My latest prop the Animated Coffin Creep! I bought a rear wiper motor online recently and wanted to see how well it would work for prop making. It goods but has way more movement than I expected. Let me know what you think!!


----------



## jdubbya (Nov 6, 2005)

That turned out great! The movement is really nice. Another winner!


----------



## RoxyBlue (Oct 6, 2008)

I like the combination of the guy trying to get out and the other trying to dig him out


----------



## BIGANT (Jul 13, 2010)

Thanks guys!!!!


----------



## Hairazor (Mar 13, 2012)

Score another hit for you, this is great


----------



## Pumpkin5 (Aug 8, 2010)

:jol:Love it!!! I could so see this at The Haunted Mansion.
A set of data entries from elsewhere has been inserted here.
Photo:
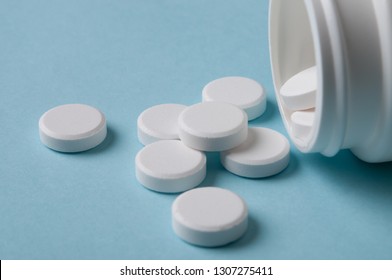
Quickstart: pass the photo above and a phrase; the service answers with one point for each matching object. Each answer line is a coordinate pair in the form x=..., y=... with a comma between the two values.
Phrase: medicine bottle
x=350, y=44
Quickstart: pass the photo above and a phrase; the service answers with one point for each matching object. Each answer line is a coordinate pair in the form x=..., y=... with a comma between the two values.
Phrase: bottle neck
x=342, y=39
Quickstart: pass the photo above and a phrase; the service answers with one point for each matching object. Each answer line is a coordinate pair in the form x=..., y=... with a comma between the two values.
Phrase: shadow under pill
x=110, y=139
x=251, y=235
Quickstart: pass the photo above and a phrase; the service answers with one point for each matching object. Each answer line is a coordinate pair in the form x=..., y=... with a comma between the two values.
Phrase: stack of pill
x=299, y=97
x=173, y=159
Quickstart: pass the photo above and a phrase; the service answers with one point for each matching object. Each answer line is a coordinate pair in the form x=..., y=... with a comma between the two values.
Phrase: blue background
x=123, y=57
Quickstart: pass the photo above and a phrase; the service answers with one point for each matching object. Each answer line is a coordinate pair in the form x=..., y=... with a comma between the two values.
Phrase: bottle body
x=350, y=44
Great idea! You have so much creative juice, WOW!!!


----------



## BIGANT (Jul 13, 2010)

Thanks everyone!!


----------



## Sytnathotep (Oct 10, 2011)

That looks great! Love the "digger" too! Did you get the motors local, or online from somewhere?


----------



## bobzilla (Nov 13, 2008)

Cool stuff!
Nice work


----------



## heresjohnny (Feb 15, 2006)

Those two make a great pair!


----------